Sylvia Lieberman, Age 91

Sylvia Lieberman
Sylvia Lieberman, Creator of Archibald Mouse Books

Sylvia Lieberman became an entrepreneur in fall 2007 when she was 90. This is when she realized her dream of having her first children’s book published. So why not start a company to author and promote the book?

Archibald”s Swiss Cheese Mountain is an award-winning book about a little mouse with a big heart who teaches children how to reach their big dreams. Not only is she an entrepreneur, but a philanthropic one! A portion of the proceeds goes to two children’s charities.

Despite her age, Sylvia works tirelessly promoting her book at book-signings and readings, TV appearances, radio and print interviews, and even appeared on a float in a parade. And all these efforts increase the amount she donates to charities.

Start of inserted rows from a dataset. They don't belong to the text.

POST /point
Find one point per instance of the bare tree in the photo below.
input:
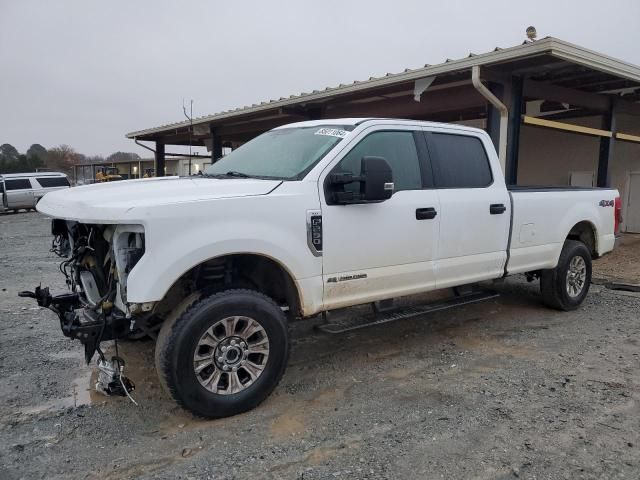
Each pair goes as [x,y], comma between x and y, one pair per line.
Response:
[63,158]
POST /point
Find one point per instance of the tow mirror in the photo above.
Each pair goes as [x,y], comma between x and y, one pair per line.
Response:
[377,179]
[376,183]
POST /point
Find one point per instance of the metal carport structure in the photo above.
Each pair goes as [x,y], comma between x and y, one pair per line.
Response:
[572,81]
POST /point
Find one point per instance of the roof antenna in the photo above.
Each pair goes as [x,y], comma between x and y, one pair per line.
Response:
[190,118]
[532,34]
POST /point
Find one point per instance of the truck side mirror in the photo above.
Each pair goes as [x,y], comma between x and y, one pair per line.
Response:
[376,184]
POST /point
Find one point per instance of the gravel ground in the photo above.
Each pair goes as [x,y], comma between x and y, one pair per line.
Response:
[502,389]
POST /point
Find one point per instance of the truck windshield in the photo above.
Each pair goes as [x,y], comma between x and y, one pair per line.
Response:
[286,154]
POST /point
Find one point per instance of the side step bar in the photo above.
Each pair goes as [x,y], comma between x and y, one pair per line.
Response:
[352,322]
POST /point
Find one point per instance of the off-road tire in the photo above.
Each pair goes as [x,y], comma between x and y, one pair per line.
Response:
[553,282]
[179,337]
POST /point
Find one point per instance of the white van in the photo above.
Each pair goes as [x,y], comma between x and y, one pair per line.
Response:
[24,190]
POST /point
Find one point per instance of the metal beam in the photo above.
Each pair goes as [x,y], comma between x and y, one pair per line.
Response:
[216,145]
[569,127]
[545,91]
[513,131]
[493,115]
[592,101]
[159,163]
[606,147]
[405,107]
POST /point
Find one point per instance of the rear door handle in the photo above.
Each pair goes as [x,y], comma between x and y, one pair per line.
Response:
[426,213]
[497,209]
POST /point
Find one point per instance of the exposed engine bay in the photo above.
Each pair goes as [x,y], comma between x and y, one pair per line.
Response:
[97,260]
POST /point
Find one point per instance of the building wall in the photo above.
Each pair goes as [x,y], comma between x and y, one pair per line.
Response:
[547,156]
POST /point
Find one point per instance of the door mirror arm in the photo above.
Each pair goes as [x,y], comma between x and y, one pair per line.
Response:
[376,183]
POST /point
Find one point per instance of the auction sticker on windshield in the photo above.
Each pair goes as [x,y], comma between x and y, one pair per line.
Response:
[332,132]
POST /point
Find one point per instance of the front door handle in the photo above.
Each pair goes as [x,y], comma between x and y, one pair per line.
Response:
[497,209]
[426,213]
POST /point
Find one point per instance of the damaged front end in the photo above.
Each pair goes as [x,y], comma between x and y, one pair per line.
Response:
[97,262]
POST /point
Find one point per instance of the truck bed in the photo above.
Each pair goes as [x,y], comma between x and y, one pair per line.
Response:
[543,216]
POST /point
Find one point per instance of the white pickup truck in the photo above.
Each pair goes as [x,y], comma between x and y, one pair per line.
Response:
[307,218]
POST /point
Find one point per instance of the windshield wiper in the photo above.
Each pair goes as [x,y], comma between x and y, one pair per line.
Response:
[233,173]
[230,174]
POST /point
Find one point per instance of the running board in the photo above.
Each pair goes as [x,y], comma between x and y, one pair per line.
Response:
[352,322]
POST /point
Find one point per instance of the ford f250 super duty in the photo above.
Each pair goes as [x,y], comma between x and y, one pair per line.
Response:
[305,219]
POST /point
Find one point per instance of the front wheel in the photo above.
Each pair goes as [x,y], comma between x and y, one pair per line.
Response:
[225,354]
[566,286]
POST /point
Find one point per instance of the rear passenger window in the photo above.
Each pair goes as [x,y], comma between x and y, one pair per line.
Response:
[398,148]
[47,182]
[17,184]
[459,161]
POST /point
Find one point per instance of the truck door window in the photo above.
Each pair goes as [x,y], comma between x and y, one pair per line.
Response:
[398,148]
[459,161]
[48,182]
[17,184]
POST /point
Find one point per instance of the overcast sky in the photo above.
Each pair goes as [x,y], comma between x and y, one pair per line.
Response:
[87,72]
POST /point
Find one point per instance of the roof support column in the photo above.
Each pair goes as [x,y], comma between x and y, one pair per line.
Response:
[606,148]
[513,131]
[504,113]
[216,146]
[493,115]
[159,159]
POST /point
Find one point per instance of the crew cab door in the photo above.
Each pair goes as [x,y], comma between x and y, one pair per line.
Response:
[374,251]
[475,208]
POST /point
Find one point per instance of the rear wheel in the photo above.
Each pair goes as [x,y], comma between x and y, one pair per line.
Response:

3 thoughts on “5 Successful Entrepreneurs Who Started Late In Life”

  1. Thank you. This is an important post as I am seeing more and more corporate refugees, a term I use for individuals in their 50’s who for one reason or another are no longer working for a corporation, struggle with what to do. Not only is there “life” after the corporation, there is an exciting life ahead. Great post.

    1. Tony – That is a great point. A lot of people are being pushed out of the corporate world, and prematurely. As we get older, I believe it gets scarier and scarier to try to launch something. I know it has for me. Do you have a similar experience?

      1. I do. I left the corporate world volunratarily in 2005 (age 59) and started a consulting company. What I missed most (I was a solo consultant) was the intellectual stimulation and association with others. So I merged my company with another consulting company. It’s better.
        What we find is that some corporate refugees (whether they left voluntarily or not), tend to bring with them the corporate mindset. Probably the most troubling for some of them is the belief that the peers, subordinates and vendors (especially vendors) who they thought were good friends really weren’t. The tough part is the transition from corporate mindset to entrepreneurial mindset. Some can’t seem to do it, while others, after initially struggling, “come alive”.
        This is going to be an exciting time as the baby boomers find out that what was once their dream (retirement), in reality can be an intolerable situation.